On July 24th the S&P 500 index posted a new high at 1988. As you can see on the chart below that looked to be a breakout from the double bottom pattern built over the previous three weeks of trading. But, the next five days of trading as now produced a new low from the July 17th low. What does this mean for the broad index? In many ways it is too soon to tell, but it is not too soon to protect the downside risk it represents short term to our portfolio. Taking a longer term perspective will produce a different answer obviously, but either way we should be concerned about the near term direction of the index. The current trendline is near the 1900 level and would be a key level of support for the current trend. The move on Thursday also breaks the 50 DMA and puts pressure on the buyers to either step in or run for cover. If they run the downside acceleration will be of interest. Either way it is time to manage positions accordingly.
To add to the concern above take a look at the chart of the Russell 2000 Small Cap index. The trendline off the 2012 low was broken in March and we have developed a wide trading range that has diverged from the S&P 500 index above. This could be a sign of things to come for the overall markets, but that is speculation. Watch to see who this unfolds and hedge the downside risk going forward.

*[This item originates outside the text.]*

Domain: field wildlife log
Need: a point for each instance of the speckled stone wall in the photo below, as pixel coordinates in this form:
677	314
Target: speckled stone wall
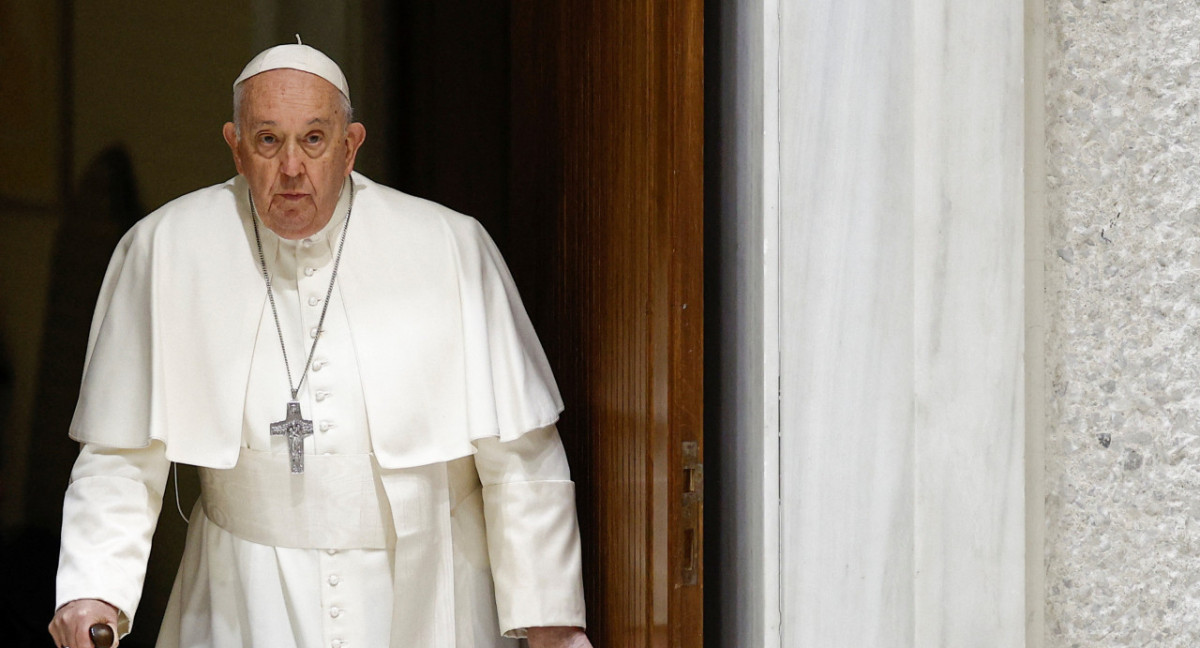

The next point of interest is Treasury bonds. The chart below of TLT, ishares 20+ Year Treasury Bond ETF show the rotation of money to safety since January. The move lower the last couple of trading days has been a result of rates moving higher. The economic picture has improved enough to put some pressure on the Fed to raise rates as we move into 2015. That in turn has put some pressure on stocks as investors are concerned about the ability of the recent growth to sustain itself moving forward. This is a case of be careful what you wish for… you may get it and then not like what it does. The downside in the Treasury bonds are flag of concern as well moving forward.
Last and certainly not least we have the high yield bond sector showing signs of selling. Historically we watch for this bond class to trade in unison with stocks. However, when yields start to rise or even the threat of yields rising these bonds tend to trade lower which is the same reaction you get from stocks. The chart below of HYG, iShares High Yield Bond ETF broke the uptrend line in June and accelerated lower the last two days in unison with stocks. The challenge for the broad indexes remains the mounting evidence that the sellers are gaining control short term.

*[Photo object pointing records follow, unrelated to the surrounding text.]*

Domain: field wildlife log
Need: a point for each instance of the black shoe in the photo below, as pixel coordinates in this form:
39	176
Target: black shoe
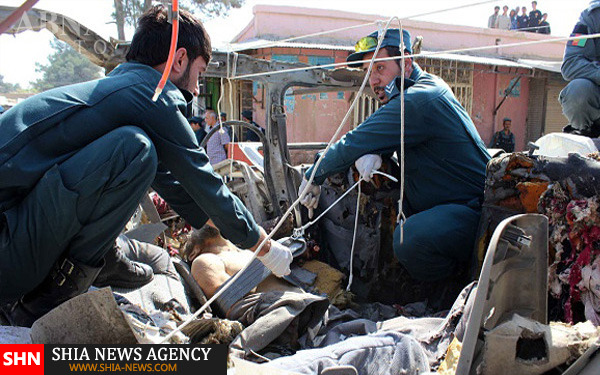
67	279
121	272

Volatility index (VIX) is showing signs of rising skepticism about direction as well. What was a quiet to complacent market has become one that is nervous about the future and all the moving parts. The spike to 16.8 today was a negative sign for short term sentiment as money headed for the exits. We would watch to see how this renewed volatility plays out, but the warning shots have been fired.

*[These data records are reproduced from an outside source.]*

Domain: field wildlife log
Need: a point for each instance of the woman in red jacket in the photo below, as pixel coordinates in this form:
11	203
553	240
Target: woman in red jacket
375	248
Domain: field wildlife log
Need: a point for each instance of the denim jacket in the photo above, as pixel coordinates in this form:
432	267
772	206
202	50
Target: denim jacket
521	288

As you know, I don’t like speculation, but the cards are all starting to point towards some downside short term. The bigger question is will the buyers step in again on the dip lower. Tomorrow will be a day of interest as a follow through on the selling would mean more ahead and the 1900 level of support would likely be a target point to watch. If we bounce off this level of support near 1928 some buying maybe the short term result. Watch and act based on what the market tells you, but don’t speculate on what you believe will happen. We are still taking this one day at a time for now.